Cloud services market competition in the shadow of fierce giants slow development
With the rapid development of the Internet, the domestic cloud computing market has also erupted with unprecedented strength, and the cloud computing service providers represented by BAT are accelerating their scale expansion, and resources and technologies are gradually migrating to the head enterprises.
According to IDC data, Alibaba Cloud ranked first with a share of more than 40% in the first half of 2018, with revenue of about 13.4 billion yuan in 2018, far ahead of competitors. In addition to Alibaba Cloud, Tencent Cloud has also been deeply engaged in the cloud computing industry for many years, the overall scale ranks after Alibaba Cloud, and then counting Baidu Cloud, the industrial resource advantages of the head enterprises are obvious, which meets the "cloud" needs of most small and medium-sized enterprises and seizes most of the customers in the cloud computing market.
It should be noted that these industry giants are also constantly lowering product prices, which greatly increases the competitive pressure of late entrants in the industry. The data shows that Alibaba Cloud has carried out four rounds of price reductions in 2018, and some core products have reduced prices by more than 40%.
In addition to BAT, the Internet industry also has Kingsoft's Kingsoft Launched Kingsoft, JD.com's JD Cloud, NetEase NetEase Cloud, etc.; the three major domestic operators also have cloud service platforms, HUAWEI CLOUD, Inspur Cloud, Tsinghua Unigroup Cloud and other traditional enterprise cloud service businesses have also developed rapidly; in addition, there are many IDC vendors involved in it, such as Huayun Data, 21Vianet, Capital Online and so on.
Because of the large number of participants, UCloud's current business development model, which mainly relies on public clouds, will face a variety of competitive pressures, and the future development is not optimistic.

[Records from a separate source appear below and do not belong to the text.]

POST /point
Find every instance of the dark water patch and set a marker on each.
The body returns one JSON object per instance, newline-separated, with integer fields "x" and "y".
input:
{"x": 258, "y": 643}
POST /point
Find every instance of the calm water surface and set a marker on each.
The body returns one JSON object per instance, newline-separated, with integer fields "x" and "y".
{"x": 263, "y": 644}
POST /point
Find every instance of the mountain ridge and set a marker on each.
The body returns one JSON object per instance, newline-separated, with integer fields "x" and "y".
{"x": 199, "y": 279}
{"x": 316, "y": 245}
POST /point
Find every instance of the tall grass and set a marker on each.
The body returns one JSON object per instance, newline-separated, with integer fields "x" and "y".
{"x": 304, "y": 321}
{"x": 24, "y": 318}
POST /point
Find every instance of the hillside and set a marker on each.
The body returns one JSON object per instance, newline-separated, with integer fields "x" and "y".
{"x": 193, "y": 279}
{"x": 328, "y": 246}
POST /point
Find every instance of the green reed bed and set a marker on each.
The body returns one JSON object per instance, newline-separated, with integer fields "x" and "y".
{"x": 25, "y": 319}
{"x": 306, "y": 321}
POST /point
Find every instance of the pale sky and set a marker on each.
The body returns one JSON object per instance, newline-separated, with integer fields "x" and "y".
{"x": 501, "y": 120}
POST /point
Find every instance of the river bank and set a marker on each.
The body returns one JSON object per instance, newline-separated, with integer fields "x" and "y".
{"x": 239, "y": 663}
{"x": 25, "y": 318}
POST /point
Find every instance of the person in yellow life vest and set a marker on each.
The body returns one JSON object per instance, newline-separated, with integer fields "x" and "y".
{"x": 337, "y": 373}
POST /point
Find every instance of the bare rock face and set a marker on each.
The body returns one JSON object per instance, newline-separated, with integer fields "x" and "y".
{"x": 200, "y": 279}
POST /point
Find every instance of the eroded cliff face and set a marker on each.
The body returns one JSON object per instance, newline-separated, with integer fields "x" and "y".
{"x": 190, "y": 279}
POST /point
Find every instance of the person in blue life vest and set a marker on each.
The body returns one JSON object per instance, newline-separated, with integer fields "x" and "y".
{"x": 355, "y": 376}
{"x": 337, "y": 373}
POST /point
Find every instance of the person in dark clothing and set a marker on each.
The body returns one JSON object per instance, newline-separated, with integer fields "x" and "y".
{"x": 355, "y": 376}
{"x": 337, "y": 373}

In the cloud computing market with huge financial investment, UCloud wants to have no capital advantage over other industry giants, especially in the business field represented by the IaaS business, and its investment amount, long time, and long profit make UCloud face huge financial pressure. UCloud also said in the prospectus that the capital strength is relatively lacking, the single financing channel is one of the company's competitive disadvantages, and the current financial strength is still relatively weak compared with international and domestic listed companies. "Only by actively exploring a variety of financing channels can the company meet the capital needs of the company's business development, so as to achieve the expected goals of business development relatively quickly."
For domestic small and medium-sized cloud computing enterprises, on the one hand, it is necessary to maintain capital investment in technology, research and development, operation, etc., on the other hand, it is still under the pressure of the scale effect of large enterprises themselves, and the rapid development of the industry and fierce market competition. If UCloud's public cloud business cannot find the focus of development and form differentiated products, it is difficult to form competitive barriers before other businesses have formed a scale.